APEC’s “Sourcing Managers 2013” study indicates that today, more than ever, a multi-channel approach to job postings is a necessity.
Two particular methods of sourcing, however, have shown strong gains since 2011: recruitment networks and cooptation. These two methods alone represent 30% of candidates recruited today.
Recommendations are a key asset.
Jobvite’s Social Recruiting Survey 2013, which involved 1600 recruitment and HR professionals in the USA, confirmed the APEC results as a real trend.
The three channels on which recruiters declared investing the most in 2013:
- Social networks (73%)
- Recommendations (62%)
- Their career site (61%)
Some 64% of recruiters said their top candidates came from recommendations. The recommended candidates were also hired more quickly (29 days for a recommended candidate, 39 days for a candidate from a job board, 45 days for a candidate that posted via a career site) and remained longer at the company (43% stayed longer than three years, compared with 14% for candidates from job boards).
Some 68% of the companies offered compensation for recommendations, such as a bonus or other form of remuneration.
“The first characteristic of a good coopter is not to be a bonus hunter but rather a distributor of opportunities. The recommendation bonus, called a “keyprime” at Keycoopt, rewards the coopter when their candidate is recruited, but it is only there to highlight the collaborative model of this approach. It is an important lever but cannot in itself be the driving force,” says Keycoopt’s Nicolas Crestel.
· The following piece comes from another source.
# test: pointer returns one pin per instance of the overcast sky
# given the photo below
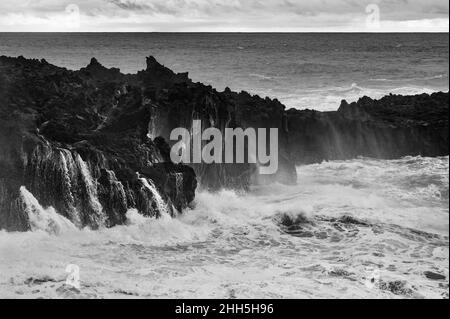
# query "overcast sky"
(225, 15)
The difficult art of cooptation…
“A bad recommendation hurts both parties: first, the coopter, whose expertise suffers because of the failure to identify the right profile; then the cooptee, because a bad recommendation means a lot of wasted time. A good recommendation calls for an awareness of one’s network, as well as a bit of know-how and reflection,” adds Nicolas Crestel.
Such results incite me to develop my own sense of cooptation and take a greater interest in the top profiles in my network. … I’m writing that down in my HR plan for 2014!